Selain itu KPUD Cilacap cukup aktif bermain di sosial media jenis Youtube. Namun jangan tanyakan soal kuantitas video yang diunggah, following maupun followers mereka terlalu kecil untuk disebut populer.
Sementara laman 75 Panwaslu tingkat Kabupaten lain, seluruhnya dibangun menggunakan platform maupun memakai domain gratis dari wordpress atau blogger (blogspot). Soal domain bervariasi antara com, org ataupun net. Beberapa malah tak memiliki laman.
Bagaimana dengan 18 Panwaslu tingkat kota? Setali tiga uang! Bahkan Salatiga, Yogyakarta, Cimahi dan Tasikmalaya, yang berada di Pulau Jawa yang seharusnya tak bermasalah dalam hal SDM pun menggunakan laman berdomain com yang sudah ditegaskan Menteri Kominfo tidak aman.
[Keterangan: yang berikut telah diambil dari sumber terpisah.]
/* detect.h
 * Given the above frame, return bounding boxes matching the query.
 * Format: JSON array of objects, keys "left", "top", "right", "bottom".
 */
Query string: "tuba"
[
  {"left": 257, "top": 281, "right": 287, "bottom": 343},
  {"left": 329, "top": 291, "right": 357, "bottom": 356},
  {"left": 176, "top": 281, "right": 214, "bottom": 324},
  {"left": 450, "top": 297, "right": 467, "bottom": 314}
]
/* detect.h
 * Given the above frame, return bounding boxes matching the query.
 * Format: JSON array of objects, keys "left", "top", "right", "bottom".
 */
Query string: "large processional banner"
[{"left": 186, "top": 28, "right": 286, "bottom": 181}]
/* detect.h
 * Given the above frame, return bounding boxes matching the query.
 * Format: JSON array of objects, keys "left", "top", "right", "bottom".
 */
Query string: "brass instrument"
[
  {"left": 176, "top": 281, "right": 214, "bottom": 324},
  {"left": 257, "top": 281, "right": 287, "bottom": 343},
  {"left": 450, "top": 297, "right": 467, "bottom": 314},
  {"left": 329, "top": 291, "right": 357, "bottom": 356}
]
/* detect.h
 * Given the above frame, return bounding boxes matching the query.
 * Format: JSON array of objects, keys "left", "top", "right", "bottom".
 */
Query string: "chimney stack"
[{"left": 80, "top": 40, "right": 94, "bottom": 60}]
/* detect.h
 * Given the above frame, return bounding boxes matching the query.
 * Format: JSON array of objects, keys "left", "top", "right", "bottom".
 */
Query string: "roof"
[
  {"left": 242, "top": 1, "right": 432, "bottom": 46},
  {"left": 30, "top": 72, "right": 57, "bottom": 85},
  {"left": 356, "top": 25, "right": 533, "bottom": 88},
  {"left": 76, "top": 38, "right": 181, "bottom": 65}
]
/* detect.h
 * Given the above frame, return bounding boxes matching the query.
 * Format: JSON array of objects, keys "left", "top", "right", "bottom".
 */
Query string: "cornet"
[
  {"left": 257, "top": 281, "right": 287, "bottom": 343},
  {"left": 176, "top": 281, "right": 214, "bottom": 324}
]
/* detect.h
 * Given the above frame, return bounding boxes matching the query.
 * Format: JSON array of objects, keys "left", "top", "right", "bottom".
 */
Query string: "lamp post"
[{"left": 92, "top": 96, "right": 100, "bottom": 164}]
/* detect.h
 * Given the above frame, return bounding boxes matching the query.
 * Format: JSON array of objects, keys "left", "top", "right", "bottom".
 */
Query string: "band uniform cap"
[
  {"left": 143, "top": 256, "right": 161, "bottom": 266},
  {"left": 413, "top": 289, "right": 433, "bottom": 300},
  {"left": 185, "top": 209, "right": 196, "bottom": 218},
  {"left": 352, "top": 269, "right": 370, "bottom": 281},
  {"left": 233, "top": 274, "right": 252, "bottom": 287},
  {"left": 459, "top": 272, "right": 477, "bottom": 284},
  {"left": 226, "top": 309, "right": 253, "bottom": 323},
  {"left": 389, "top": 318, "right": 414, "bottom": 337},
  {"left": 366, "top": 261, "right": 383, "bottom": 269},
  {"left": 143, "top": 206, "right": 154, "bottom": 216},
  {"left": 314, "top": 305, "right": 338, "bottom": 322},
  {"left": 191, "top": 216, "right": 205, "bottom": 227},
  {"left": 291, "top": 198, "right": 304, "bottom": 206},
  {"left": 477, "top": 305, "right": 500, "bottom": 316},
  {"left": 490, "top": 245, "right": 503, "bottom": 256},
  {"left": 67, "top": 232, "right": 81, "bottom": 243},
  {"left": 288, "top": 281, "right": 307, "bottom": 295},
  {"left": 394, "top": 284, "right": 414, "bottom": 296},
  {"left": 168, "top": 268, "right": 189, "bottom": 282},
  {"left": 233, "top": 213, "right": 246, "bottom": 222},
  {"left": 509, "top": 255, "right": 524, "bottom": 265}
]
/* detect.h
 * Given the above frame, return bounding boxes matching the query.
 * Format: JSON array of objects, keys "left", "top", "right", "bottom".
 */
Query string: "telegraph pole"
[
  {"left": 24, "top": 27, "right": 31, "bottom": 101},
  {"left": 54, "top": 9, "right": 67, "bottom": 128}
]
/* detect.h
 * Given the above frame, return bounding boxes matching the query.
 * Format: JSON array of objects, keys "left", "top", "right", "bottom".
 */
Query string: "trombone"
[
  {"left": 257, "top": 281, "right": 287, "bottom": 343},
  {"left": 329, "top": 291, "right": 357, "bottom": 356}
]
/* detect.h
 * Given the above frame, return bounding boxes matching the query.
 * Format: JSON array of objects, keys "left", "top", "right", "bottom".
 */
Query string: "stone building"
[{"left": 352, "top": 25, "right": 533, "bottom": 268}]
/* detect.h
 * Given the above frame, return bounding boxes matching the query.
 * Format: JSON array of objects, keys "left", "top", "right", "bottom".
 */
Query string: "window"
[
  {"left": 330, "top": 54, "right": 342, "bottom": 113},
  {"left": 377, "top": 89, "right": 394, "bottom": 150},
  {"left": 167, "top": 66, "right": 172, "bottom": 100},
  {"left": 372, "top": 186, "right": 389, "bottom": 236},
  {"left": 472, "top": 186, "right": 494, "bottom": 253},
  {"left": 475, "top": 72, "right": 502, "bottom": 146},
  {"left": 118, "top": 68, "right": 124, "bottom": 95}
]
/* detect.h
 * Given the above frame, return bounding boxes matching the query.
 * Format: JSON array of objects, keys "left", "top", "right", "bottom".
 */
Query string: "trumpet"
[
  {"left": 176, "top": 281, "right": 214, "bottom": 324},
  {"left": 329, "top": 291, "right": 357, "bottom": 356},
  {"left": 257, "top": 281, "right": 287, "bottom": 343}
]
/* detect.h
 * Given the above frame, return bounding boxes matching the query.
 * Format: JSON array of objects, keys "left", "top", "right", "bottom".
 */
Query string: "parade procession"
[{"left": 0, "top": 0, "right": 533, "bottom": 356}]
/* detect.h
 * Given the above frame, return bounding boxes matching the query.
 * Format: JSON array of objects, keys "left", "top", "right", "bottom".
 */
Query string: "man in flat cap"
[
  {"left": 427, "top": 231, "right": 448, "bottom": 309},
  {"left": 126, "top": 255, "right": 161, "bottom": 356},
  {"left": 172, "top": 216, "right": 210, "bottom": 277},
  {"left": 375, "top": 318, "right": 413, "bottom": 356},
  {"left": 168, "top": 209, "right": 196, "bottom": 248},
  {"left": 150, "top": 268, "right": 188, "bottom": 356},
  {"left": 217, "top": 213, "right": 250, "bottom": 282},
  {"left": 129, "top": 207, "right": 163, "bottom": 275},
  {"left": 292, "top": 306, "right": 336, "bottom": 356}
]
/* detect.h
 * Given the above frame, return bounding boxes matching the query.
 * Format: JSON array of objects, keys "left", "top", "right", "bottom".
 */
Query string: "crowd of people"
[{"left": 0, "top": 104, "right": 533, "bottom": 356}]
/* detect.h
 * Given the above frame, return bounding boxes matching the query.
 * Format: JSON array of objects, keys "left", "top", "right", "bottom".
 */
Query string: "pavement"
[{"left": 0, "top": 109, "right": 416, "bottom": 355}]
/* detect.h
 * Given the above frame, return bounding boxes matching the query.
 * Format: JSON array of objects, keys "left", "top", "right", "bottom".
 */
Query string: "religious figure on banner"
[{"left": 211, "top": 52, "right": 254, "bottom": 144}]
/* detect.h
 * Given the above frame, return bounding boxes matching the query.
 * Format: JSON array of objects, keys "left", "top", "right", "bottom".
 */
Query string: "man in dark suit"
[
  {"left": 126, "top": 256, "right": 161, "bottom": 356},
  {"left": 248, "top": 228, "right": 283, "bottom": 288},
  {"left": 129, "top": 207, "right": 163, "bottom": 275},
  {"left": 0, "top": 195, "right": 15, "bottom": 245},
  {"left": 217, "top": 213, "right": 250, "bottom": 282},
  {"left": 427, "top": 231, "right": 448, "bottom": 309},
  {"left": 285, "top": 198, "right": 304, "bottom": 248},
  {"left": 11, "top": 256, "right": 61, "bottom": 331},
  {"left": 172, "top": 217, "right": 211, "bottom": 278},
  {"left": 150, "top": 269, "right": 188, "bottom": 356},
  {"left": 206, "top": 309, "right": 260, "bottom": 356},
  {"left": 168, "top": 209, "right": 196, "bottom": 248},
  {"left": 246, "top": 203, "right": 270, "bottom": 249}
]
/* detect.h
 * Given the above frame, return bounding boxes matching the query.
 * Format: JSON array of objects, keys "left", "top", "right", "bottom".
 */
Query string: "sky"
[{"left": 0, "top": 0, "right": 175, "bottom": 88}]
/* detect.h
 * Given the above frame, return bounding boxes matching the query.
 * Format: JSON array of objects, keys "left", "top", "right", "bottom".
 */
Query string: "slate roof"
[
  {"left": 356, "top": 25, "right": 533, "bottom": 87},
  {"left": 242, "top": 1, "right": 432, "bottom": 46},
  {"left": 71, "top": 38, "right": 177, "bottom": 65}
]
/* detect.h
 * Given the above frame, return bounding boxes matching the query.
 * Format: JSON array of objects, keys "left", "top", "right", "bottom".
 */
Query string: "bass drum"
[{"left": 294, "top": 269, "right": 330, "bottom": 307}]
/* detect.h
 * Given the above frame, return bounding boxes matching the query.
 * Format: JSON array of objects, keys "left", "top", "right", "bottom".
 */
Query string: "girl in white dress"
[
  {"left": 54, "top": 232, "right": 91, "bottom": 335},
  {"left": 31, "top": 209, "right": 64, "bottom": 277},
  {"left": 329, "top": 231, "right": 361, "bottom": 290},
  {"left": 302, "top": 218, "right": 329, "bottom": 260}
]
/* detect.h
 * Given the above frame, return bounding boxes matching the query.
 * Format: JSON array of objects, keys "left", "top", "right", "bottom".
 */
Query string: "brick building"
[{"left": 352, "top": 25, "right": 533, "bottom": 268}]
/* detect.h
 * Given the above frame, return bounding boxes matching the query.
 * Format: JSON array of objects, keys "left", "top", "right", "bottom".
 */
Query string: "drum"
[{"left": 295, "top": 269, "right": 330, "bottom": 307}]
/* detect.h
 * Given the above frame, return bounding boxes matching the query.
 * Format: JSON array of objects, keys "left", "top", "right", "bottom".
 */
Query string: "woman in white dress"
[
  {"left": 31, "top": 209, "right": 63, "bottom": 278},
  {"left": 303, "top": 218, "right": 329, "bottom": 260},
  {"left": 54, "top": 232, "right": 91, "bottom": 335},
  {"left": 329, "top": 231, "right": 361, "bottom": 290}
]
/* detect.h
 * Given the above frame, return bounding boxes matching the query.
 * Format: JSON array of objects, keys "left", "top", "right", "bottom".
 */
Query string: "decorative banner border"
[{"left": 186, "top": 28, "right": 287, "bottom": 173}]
Lebih miris, Panwas Kota Batu di Jawa Timur, yang hanya kurang dari sejam dari kota Malang bahkan tak memiliki laman, serupa Panwas kota di Kawasan Tengah dan Timur Indonesia: Kupang, Ambon dan Sorong.
Dengan kondisi seperti ini, apa yang kita harapkan dari Bawaslu hingga Panwaslu untuk mengawasai kampanye di media sosial yang luar biasa ramai? Selain kita hanya bisa pasrah, mari menghibur diri siapa tahu kuantitas dan kualitas medsos di luar Jakarta tak seribut kampanye berebut kursi DKI 1.
Simak breaking news dan berita pilihan kami langsung di ponselmu. Pilih saluran andalanmu akses berita Kompas.com WhatsApp Channel : https://www.whatsapp.com/channel/0029VaFPbedBPzjZrk13HO3D. Pastikan kamu sudah install aplikasi WhatsApp ya.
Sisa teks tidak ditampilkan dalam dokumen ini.